There’s no doubt that the landscape of data storage, processing, and access is undergoing continual transformation. There’s always going to be some debate between cloud-everything and traditional data warehouse approaches to data platforms. In most cases, there is a use case for everything. Engineers should be looking for the right tools for the job to build value for their client or business, rather than looking for the latest trend for the sake of buzzwords.
At Apex, we are inherently cloud focused. We leverage the efficiency, performance and availability of cloud-based data systems in order to provide the data surface and tools that our consumers require. Our live ML models are a prime example of the performance and scalability requirement that is only possible in the cloud. In order to run these models we have to be able to process the large volumes of activity data used to train the ML models and have high, performant availability of the online feature data (used to feed the live model on request), while also serving the ML models. All of this needs to be able to scale rapidly for both data volume (relatively known) and bursty API usage (relatively unknown) to ensure that we can guarantee healthy data and fast response at the live model.
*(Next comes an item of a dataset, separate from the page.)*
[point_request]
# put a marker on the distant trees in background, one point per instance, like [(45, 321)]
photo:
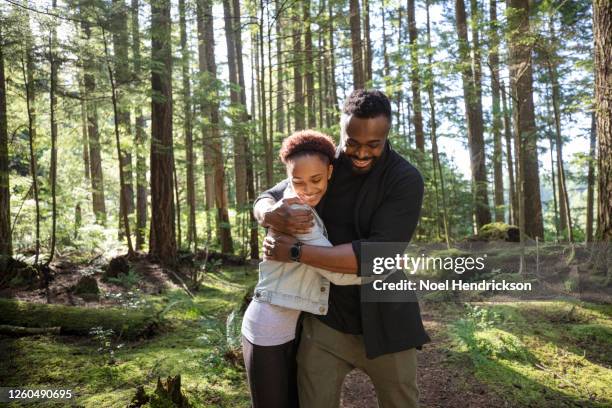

Q. What makes Apex an exciting place to work, and what qualities do you look for when building a successful team in Belfast?
At Apex Fintech Solutions, the recent transition to cloud computing and cloud data platforms has opened up exciting new possibilities. We're not bound by years of legacy code or stuck in a traditional way of working. Instead, as a data team, we are building in fresh cloud pastures. We actively encourage our engineers to shape this future, to innovate, adapt, learn, and define as we move forward.
For me this is very exciting. As engineers, we have the scope and autonomy to work closely with the other business verticals and define our path forward. In our data-platform, we maintain centralised tooling and services but decentralise data ownership. In this way, our data team are no longer really “data engineers” in the traditional sense. And we’re not really SQL experts — I prefer to define us as cloud engineers who sit next to the data. We’re building cloud services, so we inherently need to be good engineers first, maybe with a data appreciation and focus second.
The qualities I look for in engineers are collaboration, innovation, and adaptability. Engineers who have a product mindset and want to understand the why as well as what and how. For me, these qualities are much more important than specific skills in languages or technologies. In the Apex data team in Belfast, we work concurrently across the breadth of our data platform; cloud (micro)services, analytics engineering, ML Ops and services, APIs and backing services — so there is a lot of scope for different skills, focuses and futures.